Мама хмурится, прожигает меня долгим взглядом.

— Ты должна делать то, что подсказывает тебе сердце, — в итоге произносит она голосом, наполненным любовью и уверенностью. — Если считаешь, что уехать — лучшее для тебя решение, сделай это!

Мама закрывает дверь за собой, а я беру телефон, чтобы отправить боссу сообщение с отказом. Набираю текст. Пару раз стираю его, подбирая подходящие слова. А когда заношу палец над кнопкой отправить, слышу ужасный грохот на кухне.

Бросаю телефон на кровать.

Подрываюсь, выбегаю в коридор и замираю, прикрыв рот рукой.
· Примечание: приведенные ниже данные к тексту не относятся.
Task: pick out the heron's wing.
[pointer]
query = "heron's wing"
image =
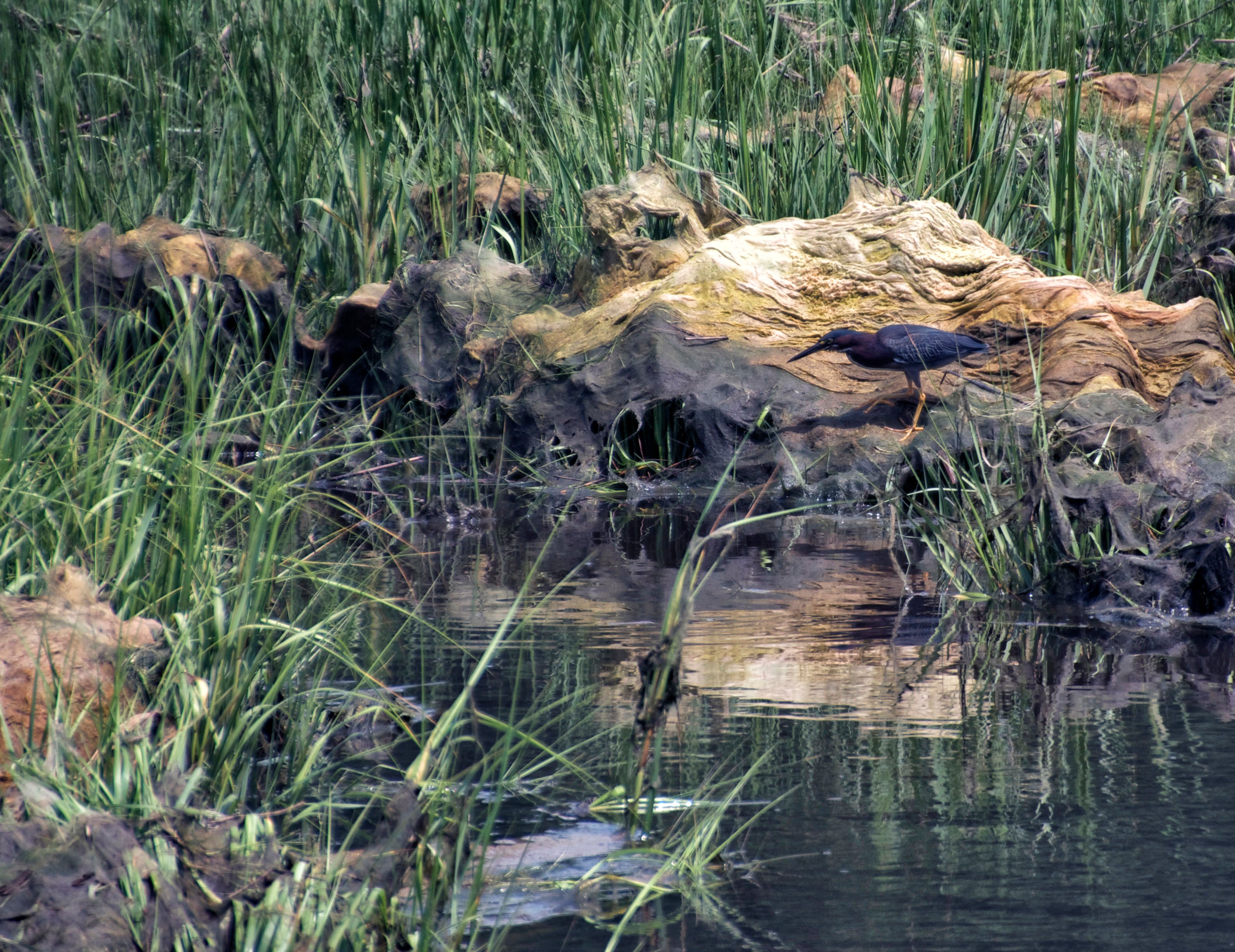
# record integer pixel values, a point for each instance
(915, 345)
Мама лежит на полу и не двигается.

7. Глава 6

Огни скорой…

Сирена…

Запах лекарств…

Прохладная рука мамы…

Все это застряло у меня в голове и не желает покидать мысли, пока я туда-сюда хожу по серым узким коридорам больницы. Выкручиваю пальцы. Кажется, я превратилась в сплошной комок нервов, каждые несколько секунд бросая взгляд на белую дверь с круглым окном посередине, открывающим вид на еще один коридор с множеством дверей.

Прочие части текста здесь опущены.